Tubuhku serta nyawaku keluar dari terowongan neraka itu. Kuhubungi ambulan untuk segera datang ke lokasi tersebut. Saat mobil pengangkut manusia tak berdaya itu datang, aku sembunyi di balik besarnya pohon cemara. Menyaksikan pengangkutan dua buah korban sekarat. Juga pengangkutan senjata sang pelaku.
Jangan kira selepas ini aku akan kabur ke belahan dunia lainnya dan mencari mangsa selanjutnya! Karena, kantor polisi lah tujuanku hari ini. Aku akan menyerahkan diri atas kasus berdarah ini. Cukup hebatkah diriku ini?
Iya.
Dari awal aku sudah mengatakan bahwa aku tak akan menjadi korban di kisah ini. Maksud dari perkataanku saat itu, aku akan menjadi seorang pelakunya. Tak ada perasaan menyesal ataupun sedih saat aku memang benar-benar menyerahkan diri ke dalam jeruji-jeruji besi yang sebagiannya telah berkarat. Karena, ini memang kemauanku. Lagipula, kalau aku kabur dari kesalahanku ini, aku tetap tak dapat melihat wajahnya, bukan? Jadi, seperti itulah kehidupan serta mimpi indahku berakhir.

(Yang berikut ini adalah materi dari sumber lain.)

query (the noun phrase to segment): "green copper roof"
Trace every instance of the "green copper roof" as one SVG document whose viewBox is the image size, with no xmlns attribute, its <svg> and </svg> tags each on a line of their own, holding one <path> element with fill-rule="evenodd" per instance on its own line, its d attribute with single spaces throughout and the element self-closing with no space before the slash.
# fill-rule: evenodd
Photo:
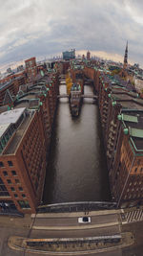
<svg viewBox="0 0 143 256">
<path fill-rule="evenodd" d="M 143 138 L 143 129 L 130 128 L 130 135 L 133 137 Z"/>
<path fill-rule="evenodd" d="M 122 120 L 127 121 L 127 122 L 138 123 L 136 116 L 122 114 Z"/>
</svg>

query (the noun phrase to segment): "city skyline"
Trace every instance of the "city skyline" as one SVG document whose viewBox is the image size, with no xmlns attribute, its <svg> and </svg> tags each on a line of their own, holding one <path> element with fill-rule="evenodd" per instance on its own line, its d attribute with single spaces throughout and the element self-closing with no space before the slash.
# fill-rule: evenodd
<svg viewBox="0 0 143 256">
<path fill-rule="evenodd" d="M 128 39 L 129 59 L 142 66 L 142 5 L 133 0 L 8 0 L 0 11 L 0 65 L 71 48 L 121 61 Z"/>
</svg>

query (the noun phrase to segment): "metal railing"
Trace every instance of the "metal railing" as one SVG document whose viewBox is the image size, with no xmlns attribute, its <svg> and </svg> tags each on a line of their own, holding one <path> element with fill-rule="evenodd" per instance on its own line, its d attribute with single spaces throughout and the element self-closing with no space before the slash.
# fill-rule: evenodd
<svg viewBox="0 0 143 256">
<path fill-rule="evenodd" d="M 97 210 L 116 209 L 116 202 L 109 201 L 80 201 L 65 202 L 48 205 L 40 205 L 37 213 L 69 213 L 69 212 L 90 212 Z"/>
</svg>

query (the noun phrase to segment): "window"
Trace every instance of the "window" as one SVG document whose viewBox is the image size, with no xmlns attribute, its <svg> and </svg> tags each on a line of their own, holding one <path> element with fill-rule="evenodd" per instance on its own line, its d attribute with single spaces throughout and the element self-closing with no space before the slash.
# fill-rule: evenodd
<svg viewBox="0 0 143 256">
<path fill-rule="evenodd" d="M 0 177 L 0 197 L 10 197 L 9 192 L 1 177 Z"/>
<path fill-rule="evenodd" d="M 16 174 L 15 171 L 11 171 L 11 174 L 12 174 L 13 176 L 16 176 L 17 175 L 17 174 Z"/>
<path fill-rule="evenodd" d="M 10 179 L 7 179 L 7 182 L 8 182 L 9 184 L 11 184 L 11 180 L 10 180 Z"/>
<path fill-rule="evenodd" d="M 9 166 L 13 166 L 12 161 L 8 161 Z"/>
<path fill-rule="evenodd" d="M 19 200 L 18 203 L 21 208 L 31 208 L 29 201 Z"/>
<path fill-rule="evenodd" d="M 4 167 L 4 163 L 3 162 L 0 162 L 0 167 Z"/>
<path fill-rule="evenodd" d="M 15 178 L 15 183 L 20 183 L 19 179 L 18 178 Z"/>
<path fill-rule="evenodd" d="M 4 171 L 3 172 L 3 175 L 4 175 L 4 176 L 8 176 L 8 172 L 7 171 Z"/>
</svg>

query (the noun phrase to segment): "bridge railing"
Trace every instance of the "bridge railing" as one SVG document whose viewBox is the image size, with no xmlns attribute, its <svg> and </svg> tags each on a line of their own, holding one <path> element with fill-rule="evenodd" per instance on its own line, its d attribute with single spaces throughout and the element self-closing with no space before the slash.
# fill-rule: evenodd
<svg viewBox="0 0 143 256">
<path fill-rule="evenodd" d="M 37 208 L 37 213 L 89 212 L 96 210 L 116 209 L 116 202 L 109 201 L 54 203 L 40 205 Z"/>
</svg>

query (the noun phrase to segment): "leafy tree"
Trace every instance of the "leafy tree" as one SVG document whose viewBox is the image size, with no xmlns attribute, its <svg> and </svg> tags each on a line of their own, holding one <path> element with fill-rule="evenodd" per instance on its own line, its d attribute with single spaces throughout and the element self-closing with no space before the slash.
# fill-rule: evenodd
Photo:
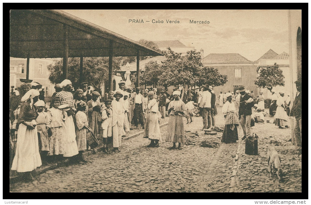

Aku tersadar dari lamunanku. Menyadari berisiknya desak-desuk para reporter yang sedang mengantri dengan tak sabar di depan ruangan interogasiku. Selesai ku diinterogasi oleh banyaknya polisi yang menjaga, tubuhku langsung dibawa serta dikawal keluar dari berbagai macam kalimat tanya.

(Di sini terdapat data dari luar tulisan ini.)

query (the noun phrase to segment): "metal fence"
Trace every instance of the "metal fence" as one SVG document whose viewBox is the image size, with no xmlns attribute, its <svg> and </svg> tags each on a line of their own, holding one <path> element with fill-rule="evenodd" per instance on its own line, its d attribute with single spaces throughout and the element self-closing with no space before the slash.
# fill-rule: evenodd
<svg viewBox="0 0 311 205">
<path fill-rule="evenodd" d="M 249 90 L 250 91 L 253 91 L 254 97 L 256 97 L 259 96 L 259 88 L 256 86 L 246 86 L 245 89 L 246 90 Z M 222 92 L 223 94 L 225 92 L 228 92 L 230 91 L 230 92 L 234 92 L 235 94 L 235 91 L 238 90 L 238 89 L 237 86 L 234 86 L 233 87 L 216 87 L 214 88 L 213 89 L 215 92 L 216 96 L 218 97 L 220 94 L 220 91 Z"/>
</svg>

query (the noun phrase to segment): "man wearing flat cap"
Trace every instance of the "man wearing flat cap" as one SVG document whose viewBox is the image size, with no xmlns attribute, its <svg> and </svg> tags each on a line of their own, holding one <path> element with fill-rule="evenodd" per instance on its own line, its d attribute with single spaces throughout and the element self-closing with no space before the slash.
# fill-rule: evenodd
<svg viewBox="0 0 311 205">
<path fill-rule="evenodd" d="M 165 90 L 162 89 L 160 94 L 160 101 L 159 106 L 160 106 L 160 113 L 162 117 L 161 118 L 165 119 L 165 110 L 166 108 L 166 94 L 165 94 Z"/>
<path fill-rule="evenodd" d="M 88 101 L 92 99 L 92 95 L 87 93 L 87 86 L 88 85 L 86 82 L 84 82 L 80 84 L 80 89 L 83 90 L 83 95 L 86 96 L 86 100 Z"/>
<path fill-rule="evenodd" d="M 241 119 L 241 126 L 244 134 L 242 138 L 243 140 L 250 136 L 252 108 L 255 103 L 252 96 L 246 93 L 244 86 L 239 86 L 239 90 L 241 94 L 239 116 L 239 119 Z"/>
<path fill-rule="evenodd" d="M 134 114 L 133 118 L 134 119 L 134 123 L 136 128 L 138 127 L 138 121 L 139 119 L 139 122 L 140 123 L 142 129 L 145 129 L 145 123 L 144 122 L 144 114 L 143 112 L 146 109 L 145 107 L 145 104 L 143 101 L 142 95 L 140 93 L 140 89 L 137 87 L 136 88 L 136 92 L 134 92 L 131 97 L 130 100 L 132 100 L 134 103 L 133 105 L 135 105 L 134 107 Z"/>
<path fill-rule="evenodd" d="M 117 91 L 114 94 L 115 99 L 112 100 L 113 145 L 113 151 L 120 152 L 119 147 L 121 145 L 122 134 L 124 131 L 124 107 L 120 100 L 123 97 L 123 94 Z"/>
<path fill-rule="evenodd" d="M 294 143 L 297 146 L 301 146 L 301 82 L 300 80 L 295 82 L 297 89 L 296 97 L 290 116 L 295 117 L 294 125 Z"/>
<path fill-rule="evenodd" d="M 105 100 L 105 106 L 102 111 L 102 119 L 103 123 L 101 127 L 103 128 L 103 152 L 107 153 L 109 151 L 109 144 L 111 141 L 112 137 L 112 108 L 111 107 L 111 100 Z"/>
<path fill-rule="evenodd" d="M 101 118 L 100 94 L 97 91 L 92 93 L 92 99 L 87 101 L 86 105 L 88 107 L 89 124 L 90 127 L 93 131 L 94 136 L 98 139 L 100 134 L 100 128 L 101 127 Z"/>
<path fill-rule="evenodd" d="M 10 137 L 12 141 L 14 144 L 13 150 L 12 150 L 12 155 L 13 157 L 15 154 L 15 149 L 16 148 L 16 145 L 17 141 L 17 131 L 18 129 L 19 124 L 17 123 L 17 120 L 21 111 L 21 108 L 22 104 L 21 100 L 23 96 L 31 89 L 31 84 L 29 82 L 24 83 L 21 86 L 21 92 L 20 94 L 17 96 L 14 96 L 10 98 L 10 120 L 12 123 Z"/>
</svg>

Bosan sangat mendengar pertanyaan-pertanyaan itu. Sampai pada saat salah satu pertanyaan yang terdengar aneh di telingaku, memberhentikan langkah kaki ku. Membuat para kawalanku mengikuti apa yang diriku ini lakukan.
"Mengapa ANDA tidak menyangkal seluruh tuduhan ini?" tanya salah seorang reporter dari kian banyaknya kalangan hidup mereka sekali lagi.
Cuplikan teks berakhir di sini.